Die städtebaulichen Maximen nach Überwindung von Hitlerismus und Stalinismus – Großzügigkeit, leichter Verkehrsfluss, Durchlässigkeit, Solitärbauten, sind am Ernst-Reuter-Platz beispielhaft verwirklicht. Auf die auf anderen Stadtplätzen damals angelegten wohnlichen Gartenräume wurde hier verzichtet und die Ost-West-Achse als Hauptverkehrsader akzeptiert.

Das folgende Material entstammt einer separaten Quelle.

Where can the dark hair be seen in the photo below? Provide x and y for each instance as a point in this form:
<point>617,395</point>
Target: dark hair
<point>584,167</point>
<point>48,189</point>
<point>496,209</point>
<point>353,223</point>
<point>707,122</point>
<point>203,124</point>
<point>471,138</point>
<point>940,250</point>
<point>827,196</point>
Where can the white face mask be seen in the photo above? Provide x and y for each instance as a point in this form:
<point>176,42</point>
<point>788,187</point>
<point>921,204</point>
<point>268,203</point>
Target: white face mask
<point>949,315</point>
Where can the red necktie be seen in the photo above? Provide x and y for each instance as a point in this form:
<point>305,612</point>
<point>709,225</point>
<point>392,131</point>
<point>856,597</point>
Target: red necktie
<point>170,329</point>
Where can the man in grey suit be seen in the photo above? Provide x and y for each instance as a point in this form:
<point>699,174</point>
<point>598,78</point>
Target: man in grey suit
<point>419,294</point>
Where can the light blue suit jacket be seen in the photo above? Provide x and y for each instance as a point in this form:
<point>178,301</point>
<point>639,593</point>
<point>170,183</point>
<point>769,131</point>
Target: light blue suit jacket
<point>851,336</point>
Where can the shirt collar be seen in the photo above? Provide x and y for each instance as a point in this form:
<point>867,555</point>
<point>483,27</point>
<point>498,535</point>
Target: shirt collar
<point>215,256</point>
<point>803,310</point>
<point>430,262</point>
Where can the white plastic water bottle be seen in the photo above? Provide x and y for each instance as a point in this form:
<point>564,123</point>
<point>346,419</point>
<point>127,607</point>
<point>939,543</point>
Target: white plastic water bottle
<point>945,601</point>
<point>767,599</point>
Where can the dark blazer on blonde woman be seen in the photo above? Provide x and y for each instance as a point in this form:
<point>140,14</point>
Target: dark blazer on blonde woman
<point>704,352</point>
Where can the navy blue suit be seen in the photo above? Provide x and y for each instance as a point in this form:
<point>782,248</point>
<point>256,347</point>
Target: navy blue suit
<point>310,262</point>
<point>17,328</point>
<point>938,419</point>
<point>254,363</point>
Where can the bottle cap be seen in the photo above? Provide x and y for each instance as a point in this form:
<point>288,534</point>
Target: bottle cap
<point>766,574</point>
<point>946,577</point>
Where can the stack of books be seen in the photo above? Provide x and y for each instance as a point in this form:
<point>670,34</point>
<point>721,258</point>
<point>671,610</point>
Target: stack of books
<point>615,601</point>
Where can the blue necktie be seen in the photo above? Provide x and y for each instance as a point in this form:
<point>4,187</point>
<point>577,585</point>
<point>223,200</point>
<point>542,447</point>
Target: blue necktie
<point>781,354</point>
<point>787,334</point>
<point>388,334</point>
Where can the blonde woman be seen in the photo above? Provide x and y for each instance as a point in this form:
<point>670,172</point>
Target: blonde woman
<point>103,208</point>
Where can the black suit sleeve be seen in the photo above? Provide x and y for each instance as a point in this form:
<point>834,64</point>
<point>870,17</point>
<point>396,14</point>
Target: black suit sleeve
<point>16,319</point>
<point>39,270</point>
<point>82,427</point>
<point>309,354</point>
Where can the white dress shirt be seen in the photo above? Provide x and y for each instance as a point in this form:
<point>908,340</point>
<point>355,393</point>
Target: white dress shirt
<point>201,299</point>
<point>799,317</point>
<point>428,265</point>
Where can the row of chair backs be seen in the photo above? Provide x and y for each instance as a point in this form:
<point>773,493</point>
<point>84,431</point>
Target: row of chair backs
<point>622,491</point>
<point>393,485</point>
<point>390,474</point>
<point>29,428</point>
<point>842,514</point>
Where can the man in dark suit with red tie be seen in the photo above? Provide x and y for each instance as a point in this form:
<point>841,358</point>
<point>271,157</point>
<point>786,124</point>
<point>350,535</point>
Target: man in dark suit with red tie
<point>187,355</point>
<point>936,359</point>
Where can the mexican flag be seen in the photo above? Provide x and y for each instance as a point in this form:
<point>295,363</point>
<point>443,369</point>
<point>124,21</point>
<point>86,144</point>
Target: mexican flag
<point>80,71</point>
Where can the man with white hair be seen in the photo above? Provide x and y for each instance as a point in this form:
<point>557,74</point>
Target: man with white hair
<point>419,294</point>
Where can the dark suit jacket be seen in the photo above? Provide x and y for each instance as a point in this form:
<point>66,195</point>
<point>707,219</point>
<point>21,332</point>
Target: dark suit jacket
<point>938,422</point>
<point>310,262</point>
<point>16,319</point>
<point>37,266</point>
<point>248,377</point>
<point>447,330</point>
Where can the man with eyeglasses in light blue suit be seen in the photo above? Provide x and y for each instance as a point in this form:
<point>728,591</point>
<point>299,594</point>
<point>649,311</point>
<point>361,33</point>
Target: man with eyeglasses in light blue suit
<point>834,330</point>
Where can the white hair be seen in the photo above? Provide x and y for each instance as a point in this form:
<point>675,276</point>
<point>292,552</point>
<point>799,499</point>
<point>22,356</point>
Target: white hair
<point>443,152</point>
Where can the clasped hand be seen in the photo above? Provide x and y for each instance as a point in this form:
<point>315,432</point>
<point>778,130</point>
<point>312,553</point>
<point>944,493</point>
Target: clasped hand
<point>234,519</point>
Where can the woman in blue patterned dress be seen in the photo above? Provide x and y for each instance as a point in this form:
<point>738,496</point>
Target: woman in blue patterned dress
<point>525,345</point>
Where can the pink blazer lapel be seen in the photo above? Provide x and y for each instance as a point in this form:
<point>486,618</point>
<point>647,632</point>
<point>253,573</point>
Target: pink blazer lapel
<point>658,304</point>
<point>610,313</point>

Es liegen zwei Alternativentwürfe aus dem Gartenbauamt von 1954 und 1958 vor, die verworfen wurden. Senatsbaudirektor Werner Düttmann ließ bei seinem 1959/1960 ausgeführten Entwurf eine räumliche Fassung der von Verkehr umtosten kreisförmigen Grünfläche weg. Ein 10-x-10-Meter-Raster aus Basaltpflasterbändern überzieht den gesamten Platz, das heißt das Rondell ebenso wie die Randflächen bis zur Bebauung. Im Rondell sind einige Quadrate scheinbar zufällig herausgeschnitten und als Wasserbecken, Rasenflächen oder Staudenbeete gestaltet. Aus dem größeren Wasserbecken steigt zentral ein gewaltiges, weithin sichtbares Strahlenbündel. Als Kontrast sind ihm zwei scharen feinerer, niedriger und rotierender Springstrahlen zugesellt. Die begehbaren Felder sind mit dem damals noch lieferbaren Bernburger Mosaik gepflastert. In der Rasenfläche fuhr bis 1967 noch die Straßenbahn. Die Bäume sind ähnlich freiplastisch verteilt wie die 1955-1972 entstandenen Gebäude.

Der Zugang erfolgte durch einen Fußgängertunnel. Eine neuere Zutat ist ein Hain von Fahnenmasten. Denkmalschutz seit 1995, Sanierung der Fontänen 1998/99.